Une « grande proportion des vignobles » recrutent des bénévoles pour les vendanges, confirme Sébastien Daoust du Conseil des vins du Québec.

Selon M. Daoust, ils le font pour répondre à la demande et non parce qu’ils en ont fondamentalement besoin. « Je ne pense pas que quelque vigneron que ce soit part avec l’idée que son modèle d’affaires sera basé sur le bénévolat », a-t-il déclaré.

« De façon générale dans l’industrie, c’est comme une autre année présentement où on a un paquet de personnes qui se portent volontaires. […] On se parle beaucoup entre vignerons et s’il y avait des vignerons qui sont dans le trouble on en aurait entendu parler. »

De nombreux vignobles comptent principalement sur des travailleurs temporaires qui travailleront plusieurs semaines durant la période des vendanges, mais là encore il y a des enjeux de main-d’œuvre.

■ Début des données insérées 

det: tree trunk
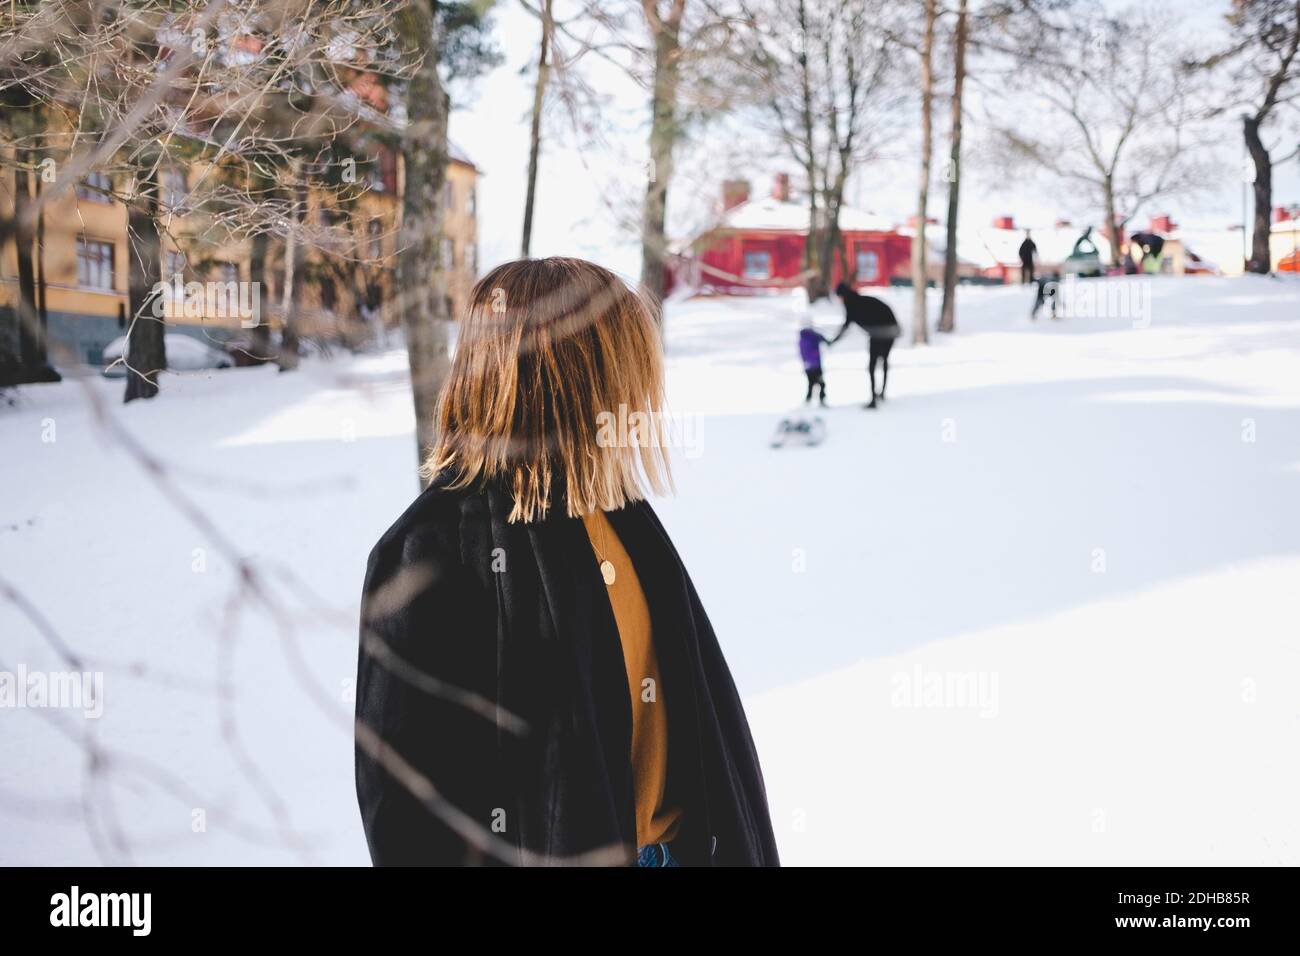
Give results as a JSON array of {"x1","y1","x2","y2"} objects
[
  {"x1": 1243, "y1": 115, "x2": 1272, "y2": 274},
  {"x1": 815, "y1": 205, "x2": 840, "y2": 298},
  {"x1": 938, "y1": 0, "x2": 968, "y2": 335},
  {"x1": 124, "y1": 168, "x2": 166, "y2": 403},
  {"x1": 521, "y1": 0, "x2": 553, "y2": 258},
  {"x1": 1102, "y1": 176, "x2": 1120, "y2": 269},
  {"x1": 278, "y1": 177, "x2": 303, "y2": 371},
  {"x1": 13, "y1": 157, "x2": 43, "y2": 370},
  {"x1": 12, "y1": 143, "x2": 57, "y2": 379},
  {"x1": 911, "y1": 0, "x2": 936, "y2": 346},
  {"x1": 397, "y1": 0, "x2": 452, "y2": 481},
  {"x1": 796, "y1": 0, "x2": 819, "y2": 295},
  {"x1": 804, "y1": 164, "x2": 821, "y2": 295},
  {"x1": 2, "y1": 102, "x2": 58, "y2": 382},
  {"x1": 36, "y1": 174, "x2": 51, "y2": 362},
  {"x1": 248, "y1": 171, "x2": 273, "y2": 362},
  {"x1": 640, "y1": 3, "x2": 685, "y2": 311}
]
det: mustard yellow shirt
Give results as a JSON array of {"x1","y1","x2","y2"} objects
[{"x1": 581, "y1": 510, "x2": 682, "y2": 847}]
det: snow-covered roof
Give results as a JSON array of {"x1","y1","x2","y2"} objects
[
  {"x1": 713, "y1": 195, "x2": 897, "y2": 234},
  {"x1": 448, "y1": 141, "x2": 476, "y2": 169}
]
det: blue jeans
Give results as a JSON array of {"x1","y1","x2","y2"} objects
[{"x1": 636, "y1": 842, "x2": 680, "y2": 867}]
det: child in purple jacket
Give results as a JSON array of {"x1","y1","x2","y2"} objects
[{"x1": 798, "y1": 318, "x2": 829, "y2": 407}]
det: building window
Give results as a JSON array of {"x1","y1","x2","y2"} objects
[
  {"x1": 467, "y1": 187, "x2": 476, "y2": 218},
  {"x1": 214, "y1": 261, "x2": 239, "y2": 284},
  {"x1": 367, "y1": 217, "x2": 383, "y2": 259},
  {"x1": 441, "y1": 237, "x2": 455, "y2": 270},
  {"x1": 77, "y1": 239, "x2": 115, "y2": 289},
  {"x1": 76, "y1": 171, "x2": 113, "y2": 203},
  {"x1": 378, "y1": 147, "x2": 399, "y2": 194},
  {"x1": 855, "y1": 248, "x2": 879, "y2": 282},
  {"x1": 442, "y1": 181, "x2": 454, "y2": 214},
  {"x1": 368, "y1": 160, "x2": 386, "y2": 193},
  {"x1": 161, "y1": 167, "x2": 188, "y2": 209},
  {"x1": 742, "y1": 249, "x2": 771, "y2": 279},
  {"x1": 468, "y1": 243, "x2": 478, "y2": 276}
]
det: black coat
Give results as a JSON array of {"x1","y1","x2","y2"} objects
[
  {"x1": 832, "y1": 288, "x2": 900, "y2": 343},
  {"x1": 355, "y1": 474, "x2": 780, "y2": 866}
]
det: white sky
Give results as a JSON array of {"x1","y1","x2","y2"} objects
[{"x1": 450, "y1": 0, "x2": 1300, "y2": 281}]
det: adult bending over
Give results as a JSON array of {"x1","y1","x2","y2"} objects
[{"x1": 831, "y1": 281, "x2": 901, "y2": 409}]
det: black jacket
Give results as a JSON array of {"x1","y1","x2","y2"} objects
[
  {"x1": 355, "y1": 475, "x2": 780, "y2": 866},
  {"x1": 832, "y1": 288, "x2": 901, "y2": 343}
]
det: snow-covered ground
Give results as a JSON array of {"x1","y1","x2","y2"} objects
[{"x1": 2, "y1": 275, "x2": 1297, "y2": 865}]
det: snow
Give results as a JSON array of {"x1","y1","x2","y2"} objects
[
  {"x1": 713, "y1": 194, "x2": 897, "y2": 233},
  {"x1": 2, "y1": 274, "x2": 1298, "y2": 865},
  {"x1": 1170, "y1": 228, "x2": 1249, "y2": 274}
]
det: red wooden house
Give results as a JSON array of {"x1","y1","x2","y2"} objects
[{"x1": 671, "y1": 175, "x2": 911, "y2": 295}]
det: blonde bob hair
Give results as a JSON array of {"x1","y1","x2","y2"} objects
[{"x1": 423, "y1": 257, "x2": 672, "y2": 523}]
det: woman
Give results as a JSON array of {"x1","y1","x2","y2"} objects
[{"x1": 355, "y1": 257, "x2": 779, "y2": 867}]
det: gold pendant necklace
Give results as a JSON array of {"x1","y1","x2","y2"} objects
[{"x1": 590, "y1": 514, "x2": 616, "y2": 586}]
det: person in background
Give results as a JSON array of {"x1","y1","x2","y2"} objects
[
  {"x1": 1122, "y1": 245, "x2": 1139, "y2": 275},
  {"x1": 1071, "y1": 225, "x2": 1097, "y2": 258},
  {"x1": 830, "y1": 281, "x2": 901, "y2": 410},
  {"x1": 798, "y1": 320, "x2": 829, "y2": 407},
  {"x1": 1018, "y1": 229, "x2": 1038, "y2": 284},
  {"x1": 1031, "y1": 272, "x2": 1061, "y2": 321}
]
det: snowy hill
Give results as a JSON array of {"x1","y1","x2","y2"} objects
[{"x1": 1, "y1": 275, "x2": 1298, "y2": 865}]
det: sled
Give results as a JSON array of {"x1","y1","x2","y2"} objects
[{"x1": 770, "y1": 415, "x2": 826, "y2": 449}]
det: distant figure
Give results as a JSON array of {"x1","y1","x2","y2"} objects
[
  {"x1": 1130, "y1": 231, "x2": 1165, "y2": 274},
  {"x1": 830, "y1": 281, "x2": 901, "y2": 409},
  {"x1": 798, "y1": 318, "x2": 829, "y2": 407},
  {"x1": 1071, "y1": 226, "x2": 1097, "y2": 258},
  {"x1": 1018, "y1": 230, "x2": 1037, "y2": 284},
  {"x1": 1031, "y1": 272, "x2": 1061, "y2": 321},
  {"x1": 1122, "y1": 246, "x2": 1139, "y2": 275}
]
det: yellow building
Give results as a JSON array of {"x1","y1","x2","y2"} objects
[
  {"x1": 442, "y1": 145, "x2": 481, "y2": 318},
  {"x1": 0, "y1": 157, "x2": 130, "y2": 366},
  {"x1": 2, "y1": 139, "x2": 480, "y2": 366}
]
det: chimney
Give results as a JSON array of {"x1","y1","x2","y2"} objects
[
  {"x1": 1054, "y1": 218, "x2": 1072, "y2": 229},
  {"x1": 1150, "y1": 214, "x2": 1175, "y2": 234},
  {"x1": 722, "y1": 179, "x2": 750, "y2": 211},
  {"x1": 772, "y1": 173, "x2": 791, "y2": 203},
  {"x1": 1274, "y1": 206, "x2": 1294, "y2": 224},
  {"x1": 993, "y1": 215, "x2": 1015, "y2": 230}
]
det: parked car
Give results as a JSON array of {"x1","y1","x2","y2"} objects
[{"x1": 101, "y1": 333, "x2": 234, "y2": 378}]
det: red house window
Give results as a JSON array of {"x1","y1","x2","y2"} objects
[
  {"x1": 855, "y1": 247, "x2": 880, "y2": 282},
  {"x1": 742, "y1": 249, "x2": 771, "y2": 279}
]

Prenez le Domaine de Lavoie, à Rougemont, l’un des plus gros vignobles de la province. Habituellement, le copropriétaire Francis-Hugues Lavoie a recours aux services de l’Union des producteurs agricoles (UPA) pour embaucher des travailleurs du Québec pour les vendanges, mais cette année « c’est plus compliqué ».

« Comme il y a beaucoup de fermes de fruits et de légumes qui n’ont pas réussi à avoir leurs travailleurs étrangers qui viennent du Guatemala et du Mexique durant l’été pour faire la récolte, eux, ils ont déjà pigé dans la banque de noms de l’UPA, constate M. Lavoie. Alors, là, la banque est à sec. »

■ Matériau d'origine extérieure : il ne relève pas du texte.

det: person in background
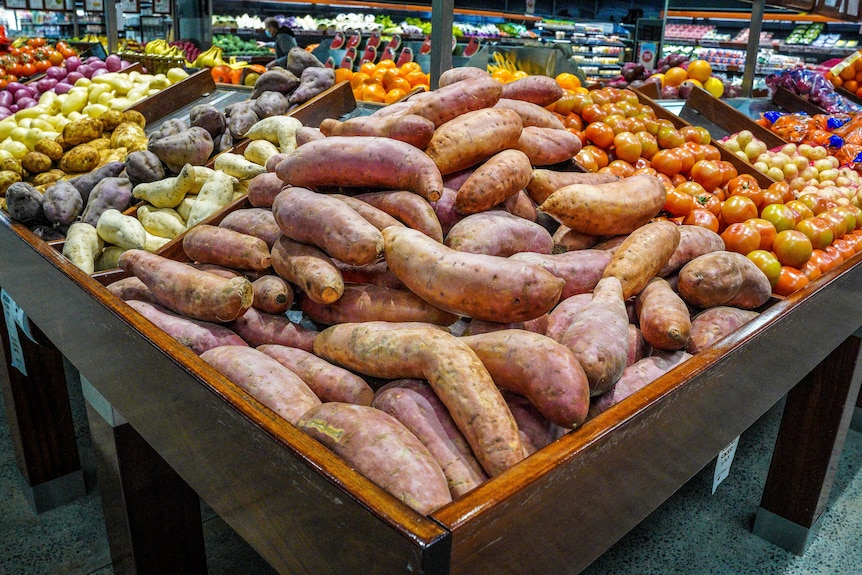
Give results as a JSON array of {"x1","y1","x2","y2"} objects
[{"x1": 264, "y1": 17, "x2": 298, "y2": 69}]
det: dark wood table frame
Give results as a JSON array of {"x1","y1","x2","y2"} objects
[{"x1": 1, "y1": 208, "x2": 861, "y2": 573}]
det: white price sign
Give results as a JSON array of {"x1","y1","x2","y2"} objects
[
  {"x1": 1, "y1": 289, "x2": 36, "y2": 376},
  {"x1": 712, "y1": 436, "x2": 740, "y2": 494}
]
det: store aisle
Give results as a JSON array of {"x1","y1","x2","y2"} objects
[{"x1": 1, "y1": 360, "x2": 860, "y2": 574}]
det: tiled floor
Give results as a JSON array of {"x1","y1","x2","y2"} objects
[{"x1": 1, "y1": 358, "x2": 860, "y2": 574}]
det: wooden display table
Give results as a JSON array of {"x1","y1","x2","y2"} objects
[{"x1": 0, "y1": 206, "x2": 860, "y2": 573}]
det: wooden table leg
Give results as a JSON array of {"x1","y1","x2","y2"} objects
[
  {"x1": 0, "y1": 292, "x2": 85, "y2": 512},
  {"x1": 753, "y1": 334, "x2": 862, "y2": 554},
  {"x1": 82, "y1": 376, "x2": 207, "y2": 575}
]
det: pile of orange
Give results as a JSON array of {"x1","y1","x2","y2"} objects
[
  {"x1": 336, "y1": 60, "x2": 430, "y2": 104},
  {"x1": 825, "y1": 56, "x2": 862, "y2": 99}
]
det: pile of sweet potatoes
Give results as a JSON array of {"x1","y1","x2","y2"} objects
[{"x1": 101, "y1": 67, "x2": 776, "y2": 516}]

Il prévoit commencer les vendanges la semaine prochaine. « C’est sûr qu’on a besoin de monde », tranche-t-il sans l’ombre d’une hésitation.

Ceux qui veulent travailler sur son champ seront avertis : l’ouvrage est physiquement éprouvant. « C’est un travail qui est du matin au soir, prévient-il. On est accroupi. On est à genoux ou assis sur une chaudière et on coupe du raisin toute la journée. On est à quatre pattes. Ce n’est pas aussi chic que ça peut paraître. »

Durant la longue fin de semaine de l’Action de grâce, il accueillera des bénévoles comme c’est son habitude. Leur aide n’est « pas marginale », note-t-il, expliquant que « ça paraît quand tu es 130 ». L’activité, fort courue, est déjà complète.

Du côté du Vignoble de l’Orpailleur, situé à Dunham dans les Cantons-de-l’Est, le propriétaire Charles-Henri De Coussergues touche du bois. Il a terminé de former son équipe en juillet — uniquement des Québécois, comme depuis 35 ans. Ça se passe si bien qu’il a même refusé des travailleurs cette année.

Il attribue son succès à recruter au fait qu’il paie au rendement, qu’il loge ses travailleurs et que l’ambiance est agréable, même si le travail est assez dur.

Pendant des années, le vigneron a organisé des fins de semaine de vendanges avec des bénévoles. À présent, il dit ne plus pouvoir « se permettre (d’avoir) des gens qui viennent ou qui ne viennent pas, ou qui au bout de deux heures ont mal au dos ».

M. De Coussergues est déjà « dans le jus », ayant commencé les vendanges le 7 septembre. La qualité est au rendez-vous grâce au temps chaud et sec des derniers mois. Et jusqu’à présent, il a fait beau, ce qui représente des journées idéales pour la cueillette.

Chose certaine, les vendanges attirent, à en croire le nombre de vignobles qui proposent d’y participer, généralement gratuitement, au grand plaisir de nombreux Québécois.